Recently featured in a Ken Burns documentary, “The American Buffalo,” and providing stunning backdrops for the acclaimed just-released Martin Scorsese film, “Killers of the Flower Moon,” more eyes are on Osage bison than ever before.
For Osage Nation Principal Chief Geoffrey Standing Bear, the event with about 100 people at the preserve headquarters marked a respite from an international movie promotion tour with Hollywood notables. He wasn’t in London or Mexico City anymore, but the fact that international eyes, and no doubt future tourists, followed him home to the land of the Osage was lost on no one at Wednesday’s celebration.
He seemed relieved to breathe the prairie air, share stories of the bison, and honor those whose influence brought the bison home. That included himself, as he was surprised by other honorees who received traditional Osage blankets.
Standing Bear said the spirit of the Osage and the land is always with him, no matter where or what the conditions, so it is easy to share that spirit internationally.
For the local crowd, he related tales of the wind on the Tallgrass ebbing and flowing with ceremonial dancers and a humorous bit about a herd of bison that photobombed a session with the five surviving chiefs, who stood for their photo as the bison moved in around them.
“Those are magical moments; if you just step back and accept them, you can see it,” he said.
Memories and wonder
Standing Bear’s expression, and that of others, was rapt as Tulsa historian and Tallgrass Visions author James P. Rhonda relayed a personal story of oncoming hearing loss but shared an audible and indelible image of thunderous, primal, guttural prairie roars of thousands of bison heard by explorer Merriweather Lewis in the summer of 1806 and compared that to an experience Rhonda said a century later on the Tallgrass.
The preserve’s first director and longtime spokesman, Harvey Payne, said the preserve is a success story created mostly by local people who, in some cases after initial solid objections, came to understand the value of that postage stamp and the majestic wildlife that could return to roam there.
He said it’s touching that the preserved lands and its facilities are all products of private donations.
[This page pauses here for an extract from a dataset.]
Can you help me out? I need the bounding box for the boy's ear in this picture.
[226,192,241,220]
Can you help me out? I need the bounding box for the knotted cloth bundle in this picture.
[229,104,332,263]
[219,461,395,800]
An example of private conservation funding at its finest, he said.
“From little school kids doing a class project and raising $25 or $50 and sending us a check with a touching letter to the biggest corporations, they all made this happen,” he said. He often quotes Gen. Norman Schwarzkopf, a special guest for the first bison release, who then said, “This is truly a gift from the American people to the American people.
Jamie Williams, recalling his youth and the efforts of his father, Joe, reminded celebrants that the man whose name lives on with the preserve was not interested in notoriety but was a quail hunter and admirer of nature who happened to have a particular knack for business and advocacy.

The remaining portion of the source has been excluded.